Blast tragó saliva. No tenía ni idea de qué quería aquel tipo, pero una especie de instinto de conservación, un sexto sentido nacido de moverse durante años al filo de la legalidad, le dijo que estaba en peligro.
—¿Qué quiere? —preguntó.
—Me llamo Esterhazy —contestó el hombre—. ¿Le suena de algo?
Le sonaba, sí. Vaya si le sonaba. Lo había pronunciado ese tal Pendergast. Helen Esterhazy Pendergast.
—Es la primera vez que lo oigo.
Con un gesto brusco, Esterhazy se aflojó el cinturón de la gabardina, que al abrirse dejó ver una escopeta recortada.
Blast se echó hacia atrás. La adrenalina hizo que el tiempo prácticamente se detuviera. Observó con una nitidez espeluznante que la culata era de madera negra, y estaba decorada.
—Espere un momento —dijo—. Oiga, no sé qué pasa, pero ya encontraremos alguna solución. Soy una persona que atiende a razones. Dígame qué quiere.
—Mi hermana. ¿Qué le hizo?
—Nada, nada. Solo hablamos.
—Hablaron. —El hombre sonrió—. ¿Y de qué hablaron?
—De nada. Nada importante. ¿Le manda Pendergast? Ya le he dicho a él todo lo que sé.
—¿Y qué sabe?
—Lo único que ella quería era ver el cuadro. Me refiero al Marco Negro. Dijo que tenía una teoría.
—¿Una teoría?
—No me acuerdo, de verdad que no. Hace tanto tiempo… Créame, por favor.
—No. Quiero oír la teoría.
—Si me acordase se la explicaría.
—¿Seguro que no recuerda nada más?
—Es de lo único que me acuerdo. Le juro que es de lo único.
—Gracias.
Con un rugido ensordecedor, uno de los cañones vomitó humo y llamas. Blast sintió que se levantaba del suelo y salía despedido hacia atrás, hasta caer con un tremendo impacto.

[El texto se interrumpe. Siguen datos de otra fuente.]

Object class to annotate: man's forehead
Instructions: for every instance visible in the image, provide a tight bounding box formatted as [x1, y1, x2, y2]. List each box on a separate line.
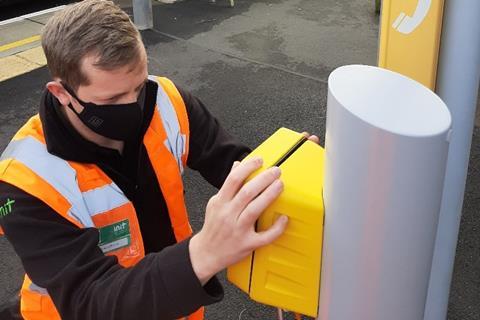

Notó un hormigueo en el pecho; era extraño, pero no sentía dolor. Por unos instantes, albergó la absurda esperanza de que hubiera fallado el tiro. Después miró su pecho destrozado.
Vio cómo, de muy lejos, aquel hombre —algo borroso e indefinido—, se acercaba y se detenía junto a él. Los cañones de la escopeta, que parecían hocicos de animal, se separaron de aquella silueta y se cernieron sobre la cabeza de Blast. Intentó protestar, pero tenía la garganta llena de otro calor, reconfortante, por extraño que pareciera, y no podía vocalizar…
Después llegó otra terrible confusión de fuego y ruido, que esta vez trajo consigo la inconsciencia.